Certificate Transparency in Firefox

Original Article ↗ Hacker News Discussion ↗

What Certificate Transparency (CT) Is and How It Works

  • Described as an append-only, tamper-evident public log (like a “git repo” or Merkle tree) of all certificates issued by public CAs.
  • When a public CA issues a cert, it submits a “pre-certificate” to multiple CT logs and receives signed timestamps (SCTs) promising inclusion.
  • Browsers require proof (SCTs, often embedded in the cert) or they reject the certificate.
  • This makes it much harder for a CA—whether compromised, coerced, or negligent—to silently issue a bogus certificate without it being visible in public logs.

Benefits and Enforcement in Firefox

  • Firefox is “catching up” to Chrome and others by enforcing CT for publicly trusted roots in Mozilla’s store.
  • Regular users rarely see issues; main benefit is protection during the window between misissuance and remediation.
  • CT is enforced only for public CAs; enterprise/private CAs and user-installed roots are exempt, so corporate interception and tools like mitmproxy still work when using custom roots.
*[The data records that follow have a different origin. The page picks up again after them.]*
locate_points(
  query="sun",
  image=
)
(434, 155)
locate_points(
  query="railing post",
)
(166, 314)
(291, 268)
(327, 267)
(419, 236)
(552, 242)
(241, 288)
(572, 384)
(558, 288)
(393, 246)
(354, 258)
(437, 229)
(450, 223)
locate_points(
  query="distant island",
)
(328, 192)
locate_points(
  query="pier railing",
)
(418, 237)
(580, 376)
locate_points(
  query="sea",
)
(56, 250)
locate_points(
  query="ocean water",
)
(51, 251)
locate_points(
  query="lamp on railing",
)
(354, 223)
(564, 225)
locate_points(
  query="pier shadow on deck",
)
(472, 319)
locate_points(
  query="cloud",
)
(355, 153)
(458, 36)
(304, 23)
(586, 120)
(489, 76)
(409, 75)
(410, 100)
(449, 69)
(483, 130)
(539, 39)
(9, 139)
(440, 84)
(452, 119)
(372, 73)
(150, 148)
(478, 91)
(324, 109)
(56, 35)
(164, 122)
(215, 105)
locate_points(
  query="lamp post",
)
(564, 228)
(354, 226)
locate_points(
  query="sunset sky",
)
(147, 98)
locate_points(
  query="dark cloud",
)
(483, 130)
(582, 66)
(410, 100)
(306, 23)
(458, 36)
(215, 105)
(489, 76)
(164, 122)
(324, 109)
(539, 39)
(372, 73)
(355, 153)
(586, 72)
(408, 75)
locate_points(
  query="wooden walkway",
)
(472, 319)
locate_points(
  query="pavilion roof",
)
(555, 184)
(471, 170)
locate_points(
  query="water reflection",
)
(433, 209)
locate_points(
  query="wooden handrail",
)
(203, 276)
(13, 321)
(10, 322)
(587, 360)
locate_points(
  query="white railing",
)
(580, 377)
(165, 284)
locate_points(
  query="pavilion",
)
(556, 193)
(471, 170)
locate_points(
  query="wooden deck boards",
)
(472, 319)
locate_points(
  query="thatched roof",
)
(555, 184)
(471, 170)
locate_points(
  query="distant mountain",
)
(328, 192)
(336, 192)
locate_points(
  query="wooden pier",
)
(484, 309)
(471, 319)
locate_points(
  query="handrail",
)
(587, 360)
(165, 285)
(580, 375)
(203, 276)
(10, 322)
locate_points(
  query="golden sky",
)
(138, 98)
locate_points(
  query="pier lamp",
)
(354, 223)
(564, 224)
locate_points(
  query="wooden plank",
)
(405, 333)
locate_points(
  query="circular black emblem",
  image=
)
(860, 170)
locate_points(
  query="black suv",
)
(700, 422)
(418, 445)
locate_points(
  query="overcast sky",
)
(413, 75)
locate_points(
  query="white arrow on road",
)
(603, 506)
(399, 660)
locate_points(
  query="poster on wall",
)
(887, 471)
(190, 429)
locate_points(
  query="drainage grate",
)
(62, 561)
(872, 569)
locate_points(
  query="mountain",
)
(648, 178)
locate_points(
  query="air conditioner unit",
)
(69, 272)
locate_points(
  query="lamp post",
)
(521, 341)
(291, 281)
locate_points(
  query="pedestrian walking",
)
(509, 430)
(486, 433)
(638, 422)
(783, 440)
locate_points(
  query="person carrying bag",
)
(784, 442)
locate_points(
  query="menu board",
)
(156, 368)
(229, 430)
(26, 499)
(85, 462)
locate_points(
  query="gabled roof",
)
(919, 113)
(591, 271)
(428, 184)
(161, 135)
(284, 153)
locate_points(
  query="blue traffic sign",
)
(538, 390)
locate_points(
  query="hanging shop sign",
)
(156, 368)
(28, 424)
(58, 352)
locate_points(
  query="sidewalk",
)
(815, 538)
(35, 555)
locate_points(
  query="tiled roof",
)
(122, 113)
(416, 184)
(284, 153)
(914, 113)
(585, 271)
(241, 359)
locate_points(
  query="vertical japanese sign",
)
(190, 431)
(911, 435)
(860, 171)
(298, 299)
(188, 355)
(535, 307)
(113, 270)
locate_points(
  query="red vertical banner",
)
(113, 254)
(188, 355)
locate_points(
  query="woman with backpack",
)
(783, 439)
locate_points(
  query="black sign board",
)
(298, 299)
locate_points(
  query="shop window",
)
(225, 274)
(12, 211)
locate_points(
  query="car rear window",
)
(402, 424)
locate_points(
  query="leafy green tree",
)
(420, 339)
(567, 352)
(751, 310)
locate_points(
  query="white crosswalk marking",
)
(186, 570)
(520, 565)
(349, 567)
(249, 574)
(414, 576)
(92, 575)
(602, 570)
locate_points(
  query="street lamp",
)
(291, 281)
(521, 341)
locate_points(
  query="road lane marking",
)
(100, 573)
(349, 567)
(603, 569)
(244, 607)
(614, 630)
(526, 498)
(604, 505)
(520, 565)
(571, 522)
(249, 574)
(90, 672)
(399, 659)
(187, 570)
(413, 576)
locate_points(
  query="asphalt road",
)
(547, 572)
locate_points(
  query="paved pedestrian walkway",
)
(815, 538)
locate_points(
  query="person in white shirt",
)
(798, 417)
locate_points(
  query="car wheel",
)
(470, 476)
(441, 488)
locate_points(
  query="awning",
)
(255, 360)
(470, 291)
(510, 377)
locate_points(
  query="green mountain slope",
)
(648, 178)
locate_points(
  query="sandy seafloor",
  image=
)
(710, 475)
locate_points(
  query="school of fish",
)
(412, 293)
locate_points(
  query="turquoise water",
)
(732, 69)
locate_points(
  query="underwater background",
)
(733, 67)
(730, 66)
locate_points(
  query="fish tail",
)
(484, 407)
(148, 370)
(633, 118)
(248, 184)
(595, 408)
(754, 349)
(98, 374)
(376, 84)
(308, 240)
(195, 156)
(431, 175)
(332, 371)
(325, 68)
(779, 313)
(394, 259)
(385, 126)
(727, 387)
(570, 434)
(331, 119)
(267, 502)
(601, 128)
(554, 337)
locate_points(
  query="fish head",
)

What Site Operators Can Do with CT

  • Operators are expected to monitor CT logs for unauthorized certs and, if found, report them to the issuing CA and relevant browser root programs.
  • CA/Browser policies (Baseline Requirements, Mozilla root policy) require revocation and incident reporting; repeated failures can get a CA removed from root stores.
  • Several participants promote CT monitors (e.g., Merklemap, crt.sh) used by security teams, infra engineers, and brand protection.

CT vs CAA, DANE, and DNSSEC

  • CAA: limits which CAs may issue for a domain; CT: detects misissuance after the fact. Multiple commenters say they are complementary and both should be used.
  • DANE/TLSA and DNSSEC: debated heavily; critics call DNSSEC a weak or “dead” PKI with poor deployment and governance, and argue CT+WebPKI is more practical and auditable.
  • Some push for combined models (DANE + CT), others argue complexity and limited incremental security gains.

Privacy, Obscurity, and Mapping Infrastructure

  • Concern: CT exposes internal hostnames and makes infrastructure mapping trivial, creating privacy and potential security issues.
  • Counterpoint: relying on obscurity is dangerous; public-facing endpoints are already easily discoverable (e.g., via passive DNS), and CT improves accountability without single points of failure (multiple independent logs).
  • Suggested mitigations: use wildcards or private CAs for sensitive internal domains.

Deployment Details and Miscellany

  • Some platform-specific differences observed (e.g., Debian builds, Android) likely tied to config flags and telemetry rollout.
  • Timing edges: newly issued certs can briefly trigger CT errors due to clock skew and non-backdated SCTs.
  • A few commenters worry about Firefox’s broader data-collection direction or its reliance on Chrome’s list of trusted CT logs, seeing this as alignment with Google’s ecosystem.